表1は「秋が来たことを感じさせる描写コンクールの感想」32人分の自由記述の回答を品詞分解して品詞ごとの頻度を集計したものである。「回答者はどんな言葉を使って感想を書いたか」がわかる。
この表においても、どこまでを代表語であるとするかが難しい。便宜的に累積率80%以上を占める要素群で母集団を代表すると考え、同頻度語は代表語に含めるとすると「上手い」までを代表語とするのではなく、頻度2の「良い:形容詞非自立」までを代表語に含めることになる。
形容詞は対象への評価を表す場合があり、表1に上がった語にもそれが含まれている。「うまい・やすい・楽しい・いい・よい・難しい・良い・すごい・よい・嬉しい・面白い・上手い・良い」である。

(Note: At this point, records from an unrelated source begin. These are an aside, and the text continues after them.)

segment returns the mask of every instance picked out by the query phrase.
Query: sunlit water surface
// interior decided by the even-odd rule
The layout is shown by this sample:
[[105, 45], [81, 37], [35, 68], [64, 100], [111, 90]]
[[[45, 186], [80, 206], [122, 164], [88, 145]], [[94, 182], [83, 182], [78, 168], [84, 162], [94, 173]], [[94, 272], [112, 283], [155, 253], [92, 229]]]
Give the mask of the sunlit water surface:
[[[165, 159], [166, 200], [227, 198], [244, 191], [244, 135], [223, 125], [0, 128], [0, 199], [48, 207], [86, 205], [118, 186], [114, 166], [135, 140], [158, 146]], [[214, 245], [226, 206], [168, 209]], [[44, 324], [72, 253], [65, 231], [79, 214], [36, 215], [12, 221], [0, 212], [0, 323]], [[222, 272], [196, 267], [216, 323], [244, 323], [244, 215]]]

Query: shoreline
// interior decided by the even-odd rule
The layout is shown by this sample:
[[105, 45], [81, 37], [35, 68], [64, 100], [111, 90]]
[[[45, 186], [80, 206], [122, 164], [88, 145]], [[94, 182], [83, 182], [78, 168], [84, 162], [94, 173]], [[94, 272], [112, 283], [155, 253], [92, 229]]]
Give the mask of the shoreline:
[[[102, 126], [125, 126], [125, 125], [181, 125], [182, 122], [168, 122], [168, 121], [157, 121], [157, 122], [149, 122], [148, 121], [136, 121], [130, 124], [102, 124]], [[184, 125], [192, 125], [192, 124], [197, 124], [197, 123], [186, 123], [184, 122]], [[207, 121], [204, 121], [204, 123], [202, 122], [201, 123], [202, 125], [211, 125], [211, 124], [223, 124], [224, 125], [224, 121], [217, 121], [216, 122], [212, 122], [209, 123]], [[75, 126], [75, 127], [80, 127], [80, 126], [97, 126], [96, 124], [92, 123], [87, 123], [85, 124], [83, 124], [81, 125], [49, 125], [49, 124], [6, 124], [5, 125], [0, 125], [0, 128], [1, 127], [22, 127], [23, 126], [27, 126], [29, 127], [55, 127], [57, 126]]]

肯定的評価が大部分であり、否定的評価が「難しい」1語(頻度4)だけである。
形容詞の頻度から、「描写コンクール」へ肯定的評価を述べた感想が大部分であったことが分かる。
要約・代表語の狙いは、大量の文書の表現内容の傾向を素早くつかむところにある。形容詞で頻度率80%の語が22語であった。どうやら高頻度20位あたりまで(同頻度語を含む)の語が、代表語として使いやすそうである。(形容詞以外の品詞について、ここでは取り扱わない。)
ありか:http://www.mytools.net/cgitools/note4.html
特徴:webpageに設置方法が詳しく説明されているので、初心者にも使うことができる。ただし、スパム書き込みにやや弱い。(キーワードで弾くのみ)
ありか:http://cgikon.com/search/detail.php3?menu=5&cgi_id=308
特徴:これも、webpageに設置方法が詳しく説明されているので、初心者にも使うことができる。質問設定ファイルを工夫すると、自由なレイアウトが可能になる。ただし、使う文字コードがEucなので、戸惑うかもしれない。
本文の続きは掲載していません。